The Cabinet Secretary for Rural Economy and Connectivity, Fergus Ewing, put forward his plans for proceeding with the reform of crofting law, at a specially convened meeting of the Cross Party Group on Crofting.   

He promised that there will be a bill in this parliamentary session which corrects the major anomalies in the current law and so enables it to work appropriately for crofters.  This is the essential course of action needed and will pave the way to a consolidation bill in the next session.  It is what the SCF and the Crofting Commission asked for in the consultation. 

There will also be a fundamental review running in parallel which may enable more far-reaching changes to crofting law, whilst maintaining crofters’ rights, in the future – should it be deemed necessary and beneficial to crofting. 

This is a very pragmatic approach and good news for crofting.  Get the current legislation fixed with minimal disruption, consolidate the legislation into one act and then in future, should it be deemed necessary, make bolder changes.  We are confident that we can see real progress at last. 
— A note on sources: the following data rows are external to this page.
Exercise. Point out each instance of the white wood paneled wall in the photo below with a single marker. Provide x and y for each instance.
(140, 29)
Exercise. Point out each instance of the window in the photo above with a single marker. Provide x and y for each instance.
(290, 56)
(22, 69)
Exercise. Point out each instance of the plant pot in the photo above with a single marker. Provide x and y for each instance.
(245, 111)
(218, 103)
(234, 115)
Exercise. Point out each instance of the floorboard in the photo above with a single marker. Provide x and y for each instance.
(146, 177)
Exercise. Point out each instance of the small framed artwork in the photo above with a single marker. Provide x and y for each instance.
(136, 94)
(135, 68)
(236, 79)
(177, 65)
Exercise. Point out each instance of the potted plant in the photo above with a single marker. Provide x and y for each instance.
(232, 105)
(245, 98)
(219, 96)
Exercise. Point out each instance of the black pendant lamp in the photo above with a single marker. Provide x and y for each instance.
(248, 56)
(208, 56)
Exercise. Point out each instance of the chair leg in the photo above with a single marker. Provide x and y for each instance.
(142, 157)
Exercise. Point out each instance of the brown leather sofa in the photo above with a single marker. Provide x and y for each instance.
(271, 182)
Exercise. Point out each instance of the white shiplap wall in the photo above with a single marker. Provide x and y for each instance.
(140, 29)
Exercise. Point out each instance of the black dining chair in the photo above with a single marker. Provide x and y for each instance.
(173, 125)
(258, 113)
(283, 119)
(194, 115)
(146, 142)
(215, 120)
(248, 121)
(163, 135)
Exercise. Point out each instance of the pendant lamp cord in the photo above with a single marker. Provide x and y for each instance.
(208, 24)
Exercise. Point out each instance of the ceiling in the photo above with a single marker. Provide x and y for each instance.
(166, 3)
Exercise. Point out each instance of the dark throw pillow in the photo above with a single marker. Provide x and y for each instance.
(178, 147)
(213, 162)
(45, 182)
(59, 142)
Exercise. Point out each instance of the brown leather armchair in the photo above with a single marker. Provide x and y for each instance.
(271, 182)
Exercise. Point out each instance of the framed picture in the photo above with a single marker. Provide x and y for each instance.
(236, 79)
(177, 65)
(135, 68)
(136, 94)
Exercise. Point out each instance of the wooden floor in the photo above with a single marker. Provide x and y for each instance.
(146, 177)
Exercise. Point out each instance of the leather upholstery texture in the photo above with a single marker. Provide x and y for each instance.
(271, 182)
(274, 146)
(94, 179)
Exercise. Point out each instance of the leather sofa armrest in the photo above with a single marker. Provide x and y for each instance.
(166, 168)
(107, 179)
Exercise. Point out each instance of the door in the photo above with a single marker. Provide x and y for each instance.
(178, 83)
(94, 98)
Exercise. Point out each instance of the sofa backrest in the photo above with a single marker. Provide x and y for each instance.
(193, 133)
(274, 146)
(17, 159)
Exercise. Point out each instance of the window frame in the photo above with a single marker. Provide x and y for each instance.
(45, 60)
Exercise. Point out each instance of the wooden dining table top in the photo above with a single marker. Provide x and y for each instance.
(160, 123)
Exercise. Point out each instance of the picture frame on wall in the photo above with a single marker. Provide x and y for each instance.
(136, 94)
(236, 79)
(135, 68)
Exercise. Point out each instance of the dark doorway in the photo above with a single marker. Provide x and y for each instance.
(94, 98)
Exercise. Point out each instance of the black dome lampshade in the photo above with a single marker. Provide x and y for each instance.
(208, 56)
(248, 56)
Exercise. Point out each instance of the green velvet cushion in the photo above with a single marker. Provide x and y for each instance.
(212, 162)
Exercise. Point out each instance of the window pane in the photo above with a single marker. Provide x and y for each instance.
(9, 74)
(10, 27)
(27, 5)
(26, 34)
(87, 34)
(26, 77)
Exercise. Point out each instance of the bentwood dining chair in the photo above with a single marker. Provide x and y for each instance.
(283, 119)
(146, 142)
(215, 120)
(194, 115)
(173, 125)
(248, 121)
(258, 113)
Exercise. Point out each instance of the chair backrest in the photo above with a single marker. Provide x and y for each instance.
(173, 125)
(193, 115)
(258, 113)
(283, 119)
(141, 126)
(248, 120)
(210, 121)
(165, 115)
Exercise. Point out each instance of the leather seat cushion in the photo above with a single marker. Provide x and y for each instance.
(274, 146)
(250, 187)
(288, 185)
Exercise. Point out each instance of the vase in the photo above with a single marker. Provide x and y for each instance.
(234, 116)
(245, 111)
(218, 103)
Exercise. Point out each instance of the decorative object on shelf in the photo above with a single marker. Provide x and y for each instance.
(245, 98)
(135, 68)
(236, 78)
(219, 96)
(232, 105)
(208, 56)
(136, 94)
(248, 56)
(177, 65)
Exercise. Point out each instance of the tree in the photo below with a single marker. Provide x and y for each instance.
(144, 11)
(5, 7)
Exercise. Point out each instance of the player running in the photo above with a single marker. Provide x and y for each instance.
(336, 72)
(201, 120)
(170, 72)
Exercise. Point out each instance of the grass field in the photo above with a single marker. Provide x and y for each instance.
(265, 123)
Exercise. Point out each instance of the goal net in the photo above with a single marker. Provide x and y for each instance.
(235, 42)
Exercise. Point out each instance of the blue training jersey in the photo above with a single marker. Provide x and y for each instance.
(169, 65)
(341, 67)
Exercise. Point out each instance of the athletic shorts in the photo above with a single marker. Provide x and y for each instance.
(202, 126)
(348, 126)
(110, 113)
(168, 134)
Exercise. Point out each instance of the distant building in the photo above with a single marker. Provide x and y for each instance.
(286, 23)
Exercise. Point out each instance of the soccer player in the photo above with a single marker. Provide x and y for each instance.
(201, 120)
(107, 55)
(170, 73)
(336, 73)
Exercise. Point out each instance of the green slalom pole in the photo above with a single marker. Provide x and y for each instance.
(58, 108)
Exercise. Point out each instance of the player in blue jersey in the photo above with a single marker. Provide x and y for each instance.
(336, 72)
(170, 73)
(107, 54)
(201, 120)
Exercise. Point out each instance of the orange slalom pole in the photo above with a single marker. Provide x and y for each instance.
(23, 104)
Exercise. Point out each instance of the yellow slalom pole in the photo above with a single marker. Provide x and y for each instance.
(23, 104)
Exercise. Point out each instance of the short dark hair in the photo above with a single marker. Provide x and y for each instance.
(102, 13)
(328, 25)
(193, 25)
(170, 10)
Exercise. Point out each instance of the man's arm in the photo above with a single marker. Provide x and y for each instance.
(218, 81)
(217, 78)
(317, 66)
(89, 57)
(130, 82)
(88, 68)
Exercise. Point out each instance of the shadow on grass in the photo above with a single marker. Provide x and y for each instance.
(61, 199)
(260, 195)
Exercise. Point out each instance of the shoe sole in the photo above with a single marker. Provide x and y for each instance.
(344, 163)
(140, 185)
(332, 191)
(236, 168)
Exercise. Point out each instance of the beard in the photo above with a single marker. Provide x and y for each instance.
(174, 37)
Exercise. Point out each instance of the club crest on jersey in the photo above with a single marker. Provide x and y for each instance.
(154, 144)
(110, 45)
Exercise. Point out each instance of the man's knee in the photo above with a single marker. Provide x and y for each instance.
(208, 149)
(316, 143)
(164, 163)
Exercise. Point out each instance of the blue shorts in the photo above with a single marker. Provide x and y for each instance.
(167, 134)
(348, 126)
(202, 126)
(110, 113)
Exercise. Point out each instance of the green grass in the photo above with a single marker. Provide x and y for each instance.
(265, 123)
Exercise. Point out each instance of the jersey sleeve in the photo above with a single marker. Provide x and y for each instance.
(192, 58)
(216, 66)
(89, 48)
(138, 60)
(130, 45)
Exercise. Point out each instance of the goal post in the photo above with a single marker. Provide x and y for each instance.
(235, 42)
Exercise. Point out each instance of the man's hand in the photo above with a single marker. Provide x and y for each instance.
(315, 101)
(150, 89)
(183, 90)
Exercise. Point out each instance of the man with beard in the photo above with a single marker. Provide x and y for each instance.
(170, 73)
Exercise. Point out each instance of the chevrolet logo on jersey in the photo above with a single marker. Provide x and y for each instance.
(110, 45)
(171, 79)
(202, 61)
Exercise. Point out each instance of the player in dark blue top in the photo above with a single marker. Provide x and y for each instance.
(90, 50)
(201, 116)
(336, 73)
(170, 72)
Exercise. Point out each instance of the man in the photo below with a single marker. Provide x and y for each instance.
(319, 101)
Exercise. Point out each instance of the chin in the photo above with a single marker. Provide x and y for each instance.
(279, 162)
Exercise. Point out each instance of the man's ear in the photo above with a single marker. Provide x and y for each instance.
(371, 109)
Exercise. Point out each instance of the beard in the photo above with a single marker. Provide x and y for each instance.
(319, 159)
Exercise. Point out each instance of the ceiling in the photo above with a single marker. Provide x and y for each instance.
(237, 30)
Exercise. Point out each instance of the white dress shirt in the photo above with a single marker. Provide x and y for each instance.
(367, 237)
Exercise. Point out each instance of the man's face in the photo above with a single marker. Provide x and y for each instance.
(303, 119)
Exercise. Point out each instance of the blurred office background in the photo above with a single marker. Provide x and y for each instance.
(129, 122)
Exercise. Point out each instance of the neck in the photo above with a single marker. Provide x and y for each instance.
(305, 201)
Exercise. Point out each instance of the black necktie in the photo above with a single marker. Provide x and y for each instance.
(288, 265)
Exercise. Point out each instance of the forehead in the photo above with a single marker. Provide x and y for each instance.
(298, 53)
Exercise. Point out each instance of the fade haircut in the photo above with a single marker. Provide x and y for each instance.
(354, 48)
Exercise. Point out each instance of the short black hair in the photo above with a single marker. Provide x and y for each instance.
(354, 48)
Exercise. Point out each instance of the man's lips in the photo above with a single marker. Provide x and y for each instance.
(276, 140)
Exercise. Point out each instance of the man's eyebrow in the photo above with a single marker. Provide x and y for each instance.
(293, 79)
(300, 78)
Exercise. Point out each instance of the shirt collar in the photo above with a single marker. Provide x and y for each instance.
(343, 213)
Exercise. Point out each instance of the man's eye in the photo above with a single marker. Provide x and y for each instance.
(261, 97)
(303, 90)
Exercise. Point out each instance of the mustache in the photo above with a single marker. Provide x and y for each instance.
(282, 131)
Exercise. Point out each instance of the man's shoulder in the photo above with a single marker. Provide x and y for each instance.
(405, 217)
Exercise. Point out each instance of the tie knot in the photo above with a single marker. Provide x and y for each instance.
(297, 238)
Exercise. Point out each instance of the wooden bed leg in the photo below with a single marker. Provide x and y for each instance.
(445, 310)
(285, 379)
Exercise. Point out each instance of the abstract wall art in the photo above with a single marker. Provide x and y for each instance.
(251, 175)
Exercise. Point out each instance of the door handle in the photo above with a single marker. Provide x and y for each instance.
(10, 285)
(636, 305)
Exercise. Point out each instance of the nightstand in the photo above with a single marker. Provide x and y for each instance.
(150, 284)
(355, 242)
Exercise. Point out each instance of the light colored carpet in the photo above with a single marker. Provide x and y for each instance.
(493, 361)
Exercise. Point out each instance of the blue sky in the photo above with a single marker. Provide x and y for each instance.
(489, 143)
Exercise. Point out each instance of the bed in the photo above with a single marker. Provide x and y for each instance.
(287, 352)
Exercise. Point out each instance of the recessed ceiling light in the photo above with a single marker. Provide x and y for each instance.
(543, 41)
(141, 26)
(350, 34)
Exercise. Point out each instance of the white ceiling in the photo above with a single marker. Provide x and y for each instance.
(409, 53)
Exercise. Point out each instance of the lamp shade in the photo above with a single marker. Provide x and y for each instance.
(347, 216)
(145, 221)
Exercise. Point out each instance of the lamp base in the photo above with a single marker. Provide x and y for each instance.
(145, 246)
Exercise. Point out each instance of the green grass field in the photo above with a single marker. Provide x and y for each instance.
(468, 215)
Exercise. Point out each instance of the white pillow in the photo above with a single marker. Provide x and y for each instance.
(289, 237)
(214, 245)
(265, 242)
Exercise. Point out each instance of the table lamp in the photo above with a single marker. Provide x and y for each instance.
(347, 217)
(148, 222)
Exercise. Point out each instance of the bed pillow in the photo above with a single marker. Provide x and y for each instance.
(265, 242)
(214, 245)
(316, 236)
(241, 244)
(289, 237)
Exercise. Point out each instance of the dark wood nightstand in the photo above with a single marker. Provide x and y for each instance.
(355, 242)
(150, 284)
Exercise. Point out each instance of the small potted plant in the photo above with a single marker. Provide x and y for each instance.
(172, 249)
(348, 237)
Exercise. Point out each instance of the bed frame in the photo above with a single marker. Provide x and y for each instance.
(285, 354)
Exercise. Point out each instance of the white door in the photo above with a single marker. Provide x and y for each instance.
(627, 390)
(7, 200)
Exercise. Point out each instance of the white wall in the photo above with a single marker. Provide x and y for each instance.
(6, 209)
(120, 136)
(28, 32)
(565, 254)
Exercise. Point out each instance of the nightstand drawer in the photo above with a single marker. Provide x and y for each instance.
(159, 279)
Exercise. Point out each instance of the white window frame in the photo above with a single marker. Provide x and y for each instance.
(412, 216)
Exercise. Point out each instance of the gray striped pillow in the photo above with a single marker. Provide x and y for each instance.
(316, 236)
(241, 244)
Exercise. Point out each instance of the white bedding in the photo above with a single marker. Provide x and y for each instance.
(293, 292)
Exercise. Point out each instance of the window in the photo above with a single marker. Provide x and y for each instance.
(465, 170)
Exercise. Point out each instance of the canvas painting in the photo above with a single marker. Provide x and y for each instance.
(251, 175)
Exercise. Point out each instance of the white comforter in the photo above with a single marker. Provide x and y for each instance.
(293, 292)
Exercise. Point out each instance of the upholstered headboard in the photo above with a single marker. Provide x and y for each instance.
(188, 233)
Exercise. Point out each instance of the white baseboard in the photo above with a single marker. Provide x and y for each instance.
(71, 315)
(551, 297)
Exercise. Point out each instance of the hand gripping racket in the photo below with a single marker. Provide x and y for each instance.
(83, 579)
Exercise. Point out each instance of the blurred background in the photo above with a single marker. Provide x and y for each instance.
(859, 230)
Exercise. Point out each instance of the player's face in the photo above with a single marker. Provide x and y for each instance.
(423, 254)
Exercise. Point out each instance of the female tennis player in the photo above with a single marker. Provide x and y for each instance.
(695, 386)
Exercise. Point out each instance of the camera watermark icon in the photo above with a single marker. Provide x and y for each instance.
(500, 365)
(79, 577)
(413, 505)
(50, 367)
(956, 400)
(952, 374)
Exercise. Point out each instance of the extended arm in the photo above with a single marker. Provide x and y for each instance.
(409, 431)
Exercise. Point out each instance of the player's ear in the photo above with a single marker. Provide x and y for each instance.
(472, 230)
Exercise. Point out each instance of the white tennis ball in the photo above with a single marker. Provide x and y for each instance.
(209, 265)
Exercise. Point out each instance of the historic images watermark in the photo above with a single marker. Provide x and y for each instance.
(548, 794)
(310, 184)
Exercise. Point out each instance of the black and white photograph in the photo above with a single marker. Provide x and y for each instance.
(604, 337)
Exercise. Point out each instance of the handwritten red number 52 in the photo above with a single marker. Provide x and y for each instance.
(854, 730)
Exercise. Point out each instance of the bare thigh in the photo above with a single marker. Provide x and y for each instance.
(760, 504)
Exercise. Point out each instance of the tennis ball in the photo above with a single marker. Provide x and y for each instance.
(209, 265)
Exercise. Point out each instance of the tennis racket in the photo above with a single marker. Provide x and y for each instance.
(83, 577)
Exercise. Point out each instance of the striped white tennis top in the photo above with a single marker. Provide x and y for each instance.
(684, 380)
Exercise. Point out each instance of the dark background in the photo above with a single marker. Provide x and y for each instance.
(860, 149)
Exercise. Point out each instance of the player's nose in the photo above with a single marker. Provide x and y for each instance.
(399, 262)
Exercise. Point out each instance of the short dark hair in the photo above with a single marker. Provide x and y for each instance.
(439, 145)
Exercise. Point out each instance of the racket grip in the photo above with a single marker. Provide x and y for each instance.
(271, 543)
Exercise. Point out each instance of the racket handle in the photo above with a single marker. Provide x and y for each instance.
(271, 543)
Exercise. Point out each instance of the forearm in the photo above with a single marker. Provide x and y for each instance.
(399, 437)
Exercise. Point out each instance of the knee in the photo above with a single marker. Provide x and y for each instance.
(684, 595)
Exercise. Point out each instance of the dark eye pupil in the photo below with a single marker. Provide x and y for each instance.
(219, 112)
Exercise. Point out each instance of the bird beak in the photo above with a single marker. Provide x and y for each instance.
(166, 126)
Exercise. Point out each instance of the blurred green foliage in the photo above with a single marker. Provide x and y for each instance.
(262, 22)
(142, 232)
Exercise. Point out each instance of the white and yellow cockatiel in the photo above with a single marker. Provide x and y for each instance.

On the goose front, an additional £10,000 is being made available (by Scottish Government, not SNH) for this coming financial year.  Whatever monies that have been spent the population of greylags has increased again, by around 25% over the past year despite shooting.  It would look like the money spent so far, including a large proportion on scaring rather than population reduction, has resulted in just keeping pace and/or an increase in the population.  A new target figure of between 1800 and 2200 has been set by SNH, which is roughly half the previous target and about a third of the present population.  This is not possible.  At a recent meeting of an SCF Uist representative with the Cabinet Secretary for Environment, Rosanna Cunningham, she was not aware of this new target.  There seems to be a notion that somehow this can be managed sustainably by crofters with no government intervention.  However, the Scottish Parliament Environment Committee will be revisiting this issue under the SCF parliamentary petition. 

The dispute over crofters being issued with rates demands for sporting rights was clarified by a representative of the Scottish Assessors Association.  Apparently, even though the vast majority of crofters do not hold sporting rights, they have been entered on the Valuation Roll because they occupy land.  Their local authority then issues them with a demand for rates on the sporting rights they do not hold.   

We are advised that the crofter should contact their local Assessor asking to be taken off the Valuation Roll and meanwhile must pay the bill.  They then claim for the reimbursement of the amount they paid, back from the local authority. 

There are exceptions and reductions available, so the vanishingly few crofters that do have sporting rights are probably eligible for a reduction to zero.  However they do need to apply for this. 

No information was offered on how much this circular procedure is costing to administer and for what return.  The whole thing seems to be a futile paper exercise and a waste of public resources.  It annoys crofters and is seen as the first step in setting a rateable value on agricultural land.   


The fact that the rate is higher on improved land rather than on hill land, where you would expect any shooting to take place, just enhances the fear that the Government are planning to tax crofters on their land.